О почве и судьбе


Значительная часть писателей, о которых мы будем говорить сегодня на страницах газеты, связана с русской эмиграцией: Набоков, Замятин, Куприн.

Эмиграция — гордость и боль нашей культуры. Насильственная пересадка растения в чужую почву не может не сказаться на состоянии листьев, окраске цветов и размерах плодов. Но часто именно благодаря такой пересадке растение удаётся спасти от гибели. Эмиграция спасла от полного исчезновения очень важный слой русской культуры. Периодическое — сначала дозированное, а потом, в годы перестройки, и лавинообразное — возвращение на родину сохранённого и преумноженного было живительным для тех, кто остался по эту сторону, кто дышал “ворованным воздухом”.

Нельзя сказать, что произведения, о которых пойдёт речь в номере, как-то специфически связаны с эмиграцией. «Гранатовый браслет» создан до революции, когда Куприну, скорее всего, и в голову не могло прийти, что он станет эмигрантом. В России же, в начале двадцатых, написан роман «Мы» — и хотя он оказался грозным и очень ранним пророчеством о будущем тоталитарном обществе, его автор покинул родину лишь через десятилетие. Набоков же вообще очутился за границей юношей, успевшим издать лишь книжечку стихов.

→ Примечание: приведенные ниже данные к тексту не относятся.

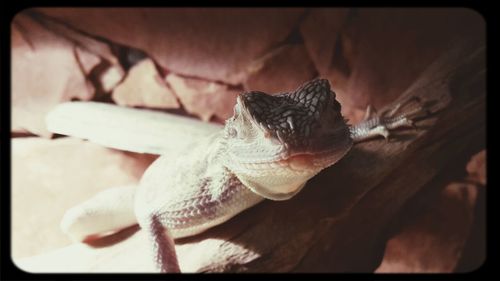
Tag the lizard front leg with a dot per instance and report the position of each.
(106, 212)
(381, 125)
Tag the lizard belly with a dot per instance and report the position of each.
(209, 213)
(189, 196)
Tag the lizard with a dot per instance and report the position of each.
(268, 149)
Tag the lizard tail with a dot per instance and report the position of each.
(163, 246)
(107, 212)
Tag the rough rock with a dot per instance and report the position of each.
(144, 87)
(51, 176)
(280, 71)
(45, 72)
(372, 55)
(214, 44)
(433, 241)
(477, 167)
(204, 98)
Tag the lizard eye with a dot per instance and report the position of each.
(231, 132)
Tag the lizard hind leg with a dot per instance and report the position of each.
(388, 120)
(162, 246)
(108, 211)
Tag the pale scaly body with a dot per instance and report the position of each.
(269, 149)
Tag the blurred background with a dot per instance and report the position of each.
(194, 62)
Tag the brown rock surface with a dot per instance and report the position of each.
(434, 240)
(372, 55)
(477, 167)
(51, 176)
(144, 87)
(283, 70)
(215, 44)
(45, 72)
(203, 98)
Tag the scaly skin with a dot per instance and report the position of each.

Среди его корней больше иноземных: “Я американский писатель, рождённый в России, получивший образование в Англии, где я изучал французскую литературу перед тем, как на пятнадцать лет переселиться в Германию… Моя голова разговаривает по-английски, моё сердце — по-русски, и моё ухо — по-французски”. Добавим к этой и без того красноречивой самохарактеристике и ещё одну страну, может быть, самую важную для писателя — США. Получается, что в определённом смысле все произведения Набокова — эмигрантские, а тематически с эмиграцией связана больше, скажем, «Машенька», чем «Приглашение на казнь».

Собрав этих авторов под одной обложкой, мы скорее хотели показать переклички и взаимосвязи, которые соединяют их творчество и между собой, и с той почвой, на которой они выросли. Не случайны в этом контексте и Пушкин, и Гоголь, и Тургенев — и даже Улицкая, Хемингуэй и… Бетховен. Все они оказываются в едином пространстве текста литературы (и шире — культуры), где одну ниточку потянешь, отзовутся десятки других.

“Сквозные мотивы — моя слабость”, — написала нам в письме одна читательница. Другая предложила создать “мотивный курс литературы”. Что ж, это предложение нам нравится. Может быть, некоторые идеи этого номера лягут в основу такого курса.